When undercover detectives busted Jose and Maximo Colon last year for selling cocaine at a seedy club in the New York City borough of Queens, there was a glaring problem: The brothers had not done anything wrong.
But proclaiming innocence was not going to be good enough. The Dominican immigrants needed proof.
"I sat in the jail and thought ... how could I prove this? What could I do?" Jose, 24, recalled in Spanish during a recent interview.
As he glanced around a holding cell, the answer came to him: Security cameras. Since then, a vindicating video from the club's cameras has spared the brothers a possible prison term, resulted in two officers' arrest and become the basis for a multimillion-dollar lawsuit.
The officers, who are due back in court June 26, have pleaded not guilty, and New York Police Department officials have downplayed their case.
But the drug corruption case is not alone.
On May 13, another New York Police Department officer was arrested for plotting to invade a Manhattan apartment where he hoped to steal $900,000 in drug money.
In another pending case, prosecutors in Brooklyn say officers were caught in a 2007 sting using seized drugs to reward an informant for information. And in the Bronx, prosecutors have charged a detective with lying about a drug bust captured on a surveillance tape that contradicts her story.
Elsewhere, Philadelphia prosecutors dismissed more than a dozen drug and gun charges against a man last month when a narcotics officer was accused of making up information on search warrants.
The revelations in New York have triggered internal police department inquiries, transfers of commanders and reviews of dozens of other arrests involving the accused officers. Many drug defendants' cases have been tossed out. Others have won favorable plea deals.
The misconduct "strikes at the very heart of our system of justice and erodes public confidence in our courts," said Bronx District Attorney Robert Johnson.
Despite the fallout, authorities describe the corruption allegations as aberrations in a city where officers daily make hundreds of drugs arrests that routinely hold up in court.
They also note none of the cases involved accusations of organised crews of officers using their badges to steal or extort drugs or money for personal gain, the story line of full-blown corruption scandals from bygone eras.
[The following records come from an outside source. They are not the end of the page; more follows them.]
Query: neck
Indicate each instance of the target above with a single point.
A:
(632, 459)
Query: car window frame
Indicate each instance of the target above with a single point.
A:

Peter Moskos, a professor at John Jay College of Criminal Justice, agrees the majority of narcotics officers probably are clean. But he also believes the city's unending war on drugs will always invite corruption by some who don't think twice about framing suspects they're convinced are guilty anyway.
"Drugs are a dirty game," Moskos said. "Once you realise it's a game, then you start playing with the rules to win the game." Just ask the Colon brothers.